P1608CXCL13 IS STRONGLY INDUCED BY RENAL ISCHEMIA REPERFUSION INJURY AND CORRELATES WITH SEVERITY OF RENAL INFLAMMATION

Background and Aims Ischemia reperfusion injury (IRI) is a strong trigger of inflammation and is tightly linked to renal allograft damage and function. CXCL13 or B lymphocyte chemoattractant (BLC) is a chemokine that controls B cell organization in lymphoid tissues and has recently been described as a biomarker for B cell involvement in acute kidney allograft rejection. Method To show, that CXCL13 is already induced by IRI alone we used renal IRI models in mice with different ischemia times and a kidney transplantation model. We measured serum CXCL13 and characterized cell infiltrates by immunohistochemistry and performed single cell RNA sequencing. Allogenic and isogenic kidney transplantation (KTX) in mice was done to evaluate these findings in the transplant setting.
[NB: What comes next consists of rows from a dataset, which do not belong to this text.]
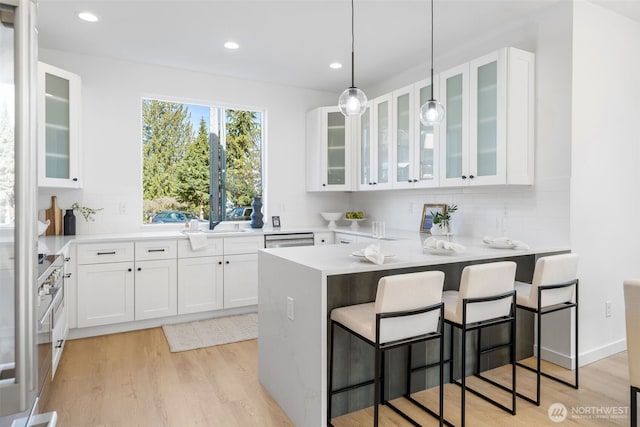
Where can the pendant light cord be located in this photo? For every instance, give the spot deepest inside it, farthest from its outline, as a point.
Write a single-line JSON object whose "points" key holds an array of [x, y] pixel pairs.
{"points": [[431, 51], [352, 48]]}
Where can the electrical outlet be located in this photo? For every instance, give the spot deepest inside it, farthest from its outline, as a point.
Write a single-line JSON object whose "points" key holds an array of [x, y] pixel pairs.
{"points": [[290, 313]]}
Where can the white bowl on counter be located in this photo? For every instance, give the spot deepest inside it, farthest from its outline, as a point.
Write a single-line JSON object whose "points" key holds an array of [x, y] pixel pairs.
{"points": [[332, 217]]}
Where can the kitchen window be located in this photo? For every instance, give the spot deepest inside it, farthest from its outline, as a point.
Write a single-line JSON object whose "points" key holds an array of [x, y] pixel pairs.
{"points": [[200, 161]]}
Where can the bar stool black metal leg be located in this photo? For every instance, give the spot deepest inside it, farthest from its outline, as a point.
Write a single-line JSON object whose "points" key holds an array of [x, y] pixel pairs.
{"points": [[330, 380], [463, 373], [634, 406], [376, 385]]}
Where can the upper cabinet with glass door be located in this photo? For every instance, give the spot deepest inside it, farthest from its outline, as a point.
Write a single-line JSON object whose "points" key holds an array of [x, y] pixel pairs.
{"points": [[58, 127], [375, 145], [487, 135], [329, 143]]}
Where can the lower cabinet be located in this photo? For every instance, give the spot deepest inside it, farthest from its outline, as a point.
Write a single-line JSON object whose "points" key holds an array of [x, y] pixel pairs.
{"points": [[105, 293], [156, 289], [240, 280], [200, 283]]}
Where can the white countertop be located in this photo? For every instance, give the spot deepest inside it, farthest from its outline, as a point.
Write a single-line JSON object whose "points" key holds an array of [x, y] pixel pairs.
{"points": [[407, 252]]}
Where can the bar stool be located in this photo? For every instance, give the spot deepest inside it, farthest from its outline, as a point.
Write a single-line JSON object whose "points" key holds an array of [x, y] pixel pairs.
{"points": [[486, 298], [554, 288], [632, 317], [408, 309]]}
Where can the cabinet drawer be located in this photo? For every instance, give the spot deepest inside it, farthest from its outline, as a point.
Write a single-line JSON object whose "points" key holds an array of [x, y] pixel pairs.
{"points": [[214, 248], [100, 253], [156, 249], [243, 245]]}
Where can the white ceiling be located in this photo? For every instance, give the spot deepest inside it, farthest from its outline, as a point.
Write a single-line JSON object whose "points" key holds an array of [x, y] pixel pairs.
{"points": [[288, 42]]}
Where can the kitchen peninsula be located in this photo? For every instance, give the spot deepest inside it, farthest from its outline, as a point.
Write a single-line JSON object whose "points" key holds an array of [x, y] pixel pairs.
{"points": [[298, 287]]}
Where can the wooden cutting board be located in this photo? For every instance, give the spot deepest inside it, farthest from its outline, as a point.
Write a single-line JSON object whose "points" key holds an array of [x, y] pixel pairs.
{"points": [[54, 215]]}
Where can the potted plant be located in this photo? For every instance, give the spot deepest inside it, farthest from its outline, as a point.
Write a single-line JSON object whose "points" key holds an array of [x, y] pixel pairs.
{"points": [[442, 220]]}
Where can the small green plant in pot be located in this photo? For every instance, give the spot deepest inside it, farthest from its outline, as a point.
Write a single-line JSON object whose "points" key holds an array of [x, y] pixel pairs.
{"points": [[442, 220], [87, 213]]}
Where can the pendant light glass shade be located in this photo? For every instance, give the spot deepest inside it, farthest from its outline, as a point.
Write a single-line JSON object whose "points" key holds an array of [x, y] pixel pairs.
{"points": [[352, 102], [432, 112]]}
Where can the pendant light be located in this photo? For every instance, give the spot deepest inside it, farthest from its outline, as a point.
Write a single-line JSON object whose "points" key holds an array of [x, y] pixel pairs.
{"points": [[432, 112], [353, 101]]}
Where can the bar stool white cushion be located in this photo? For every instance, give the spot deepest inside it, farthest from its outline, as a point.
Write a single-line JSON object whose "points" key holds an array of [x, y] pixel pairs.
{"points": [[396, 293], [477, 281], [549, 270], [632, 317]]}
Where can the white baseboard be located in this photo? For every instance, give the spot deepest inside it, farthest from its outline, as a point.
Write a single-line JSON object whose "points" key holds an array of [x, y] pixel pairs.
{"points": [[586, 358], [93, 331]]}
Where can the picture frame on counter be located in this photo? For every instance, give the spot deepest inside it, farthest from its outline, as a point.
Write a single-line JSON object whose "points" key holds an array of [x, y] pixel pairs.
{"points": [[427, 216]]}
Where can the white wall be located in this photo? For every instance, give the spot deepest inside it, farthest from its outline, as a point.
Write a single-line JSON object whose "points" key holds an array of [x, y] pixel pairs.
{"points": [[605, 179], [540, 211], [111, 138]]}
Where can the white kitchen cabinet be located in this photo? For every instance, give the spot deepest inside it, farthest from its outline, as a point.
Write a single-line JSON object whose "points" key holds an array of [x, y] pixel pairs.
{"points": [[240, 280], [156, 279], [425, 164], [487, 134], [105, 293], [404, 118], [156, 288], [200, 284], [329, 150], [59, 128], [241, 270], [375, 143], [323, 238], [200, 277]]}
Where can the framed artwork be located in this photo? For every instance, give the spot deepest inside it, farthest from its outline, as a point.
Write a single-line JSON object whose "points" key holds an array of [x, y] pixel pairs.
{"points": [[426, 221]]}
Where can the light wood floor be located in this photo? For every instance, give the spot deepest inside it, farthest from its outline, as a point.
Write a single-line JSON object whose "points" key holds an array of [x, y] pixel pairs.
{"points": [[132, 379]]}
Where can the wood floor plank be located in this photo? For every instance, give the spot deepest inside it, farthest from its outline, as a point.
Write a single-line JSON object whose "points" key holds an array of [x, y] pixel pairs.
{"points": [[132, 379]]}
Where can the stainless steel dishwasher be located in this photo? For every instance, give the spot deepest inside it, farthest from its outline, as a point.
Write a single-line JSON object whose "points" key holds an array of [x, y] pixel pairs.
{"points": [[287, 240]]}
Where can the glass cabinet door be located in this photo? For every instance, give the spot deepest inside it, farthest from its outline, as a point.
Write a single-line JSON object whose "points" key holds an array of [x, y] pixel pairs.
{"points": [[454, 140], [336, 149], [57, 126], [426, 164], [58, 133], [366, 152], [383, 141], [487, 146], [403, 148]]}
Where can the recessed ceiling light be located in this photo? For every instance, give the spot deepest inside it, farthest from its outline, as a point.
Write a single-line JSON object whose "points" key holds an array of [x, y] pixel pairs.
{"points": [[231, 45], [87, 16]]}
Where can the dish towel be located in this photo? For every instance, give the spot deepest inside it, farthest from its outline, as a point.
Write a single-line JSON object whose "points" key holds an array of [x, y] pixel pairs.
{"points": [[433, 243], [373, 254], [198, 241], [516, 244]]}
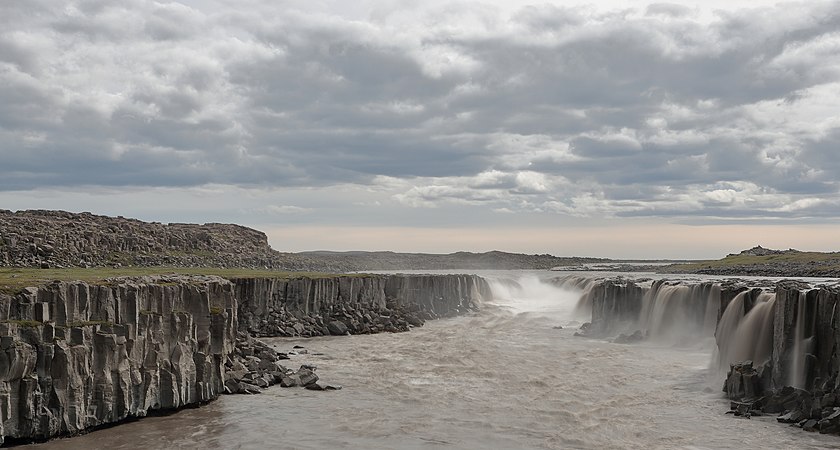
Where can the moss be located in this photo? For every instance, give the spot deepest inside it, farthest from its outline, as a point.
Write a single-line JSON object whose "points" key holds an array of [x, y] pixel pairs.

Results Systemic CXCL13 levels increased within hours after surgery in a time dependent manner, both after induction of IRI and KTX. Levels of CXCL13 increased with duration of ischemia time and were higher in allogenic than isogenic transplantation with equal duration of ischemia. CXCR5, the receptor for CXCL13, is mainly expressed on B lymphocytes but also on a subset of T lymphocytes and macrophages. CXCR5 positive infiltrates were detected in IRI kidneys seven days after injury. In kidney allografts interstitial B cell infiltrates were observed as early as seven days and increased further towards three weeks after KTX. Conclusion The current findings indicate that IRI is a strong trigger of CXCL13 expression in the kidney and release into the circulation, which is followed by B lymphocyte infiltration into damaged tissue in ischemic and renal allografts.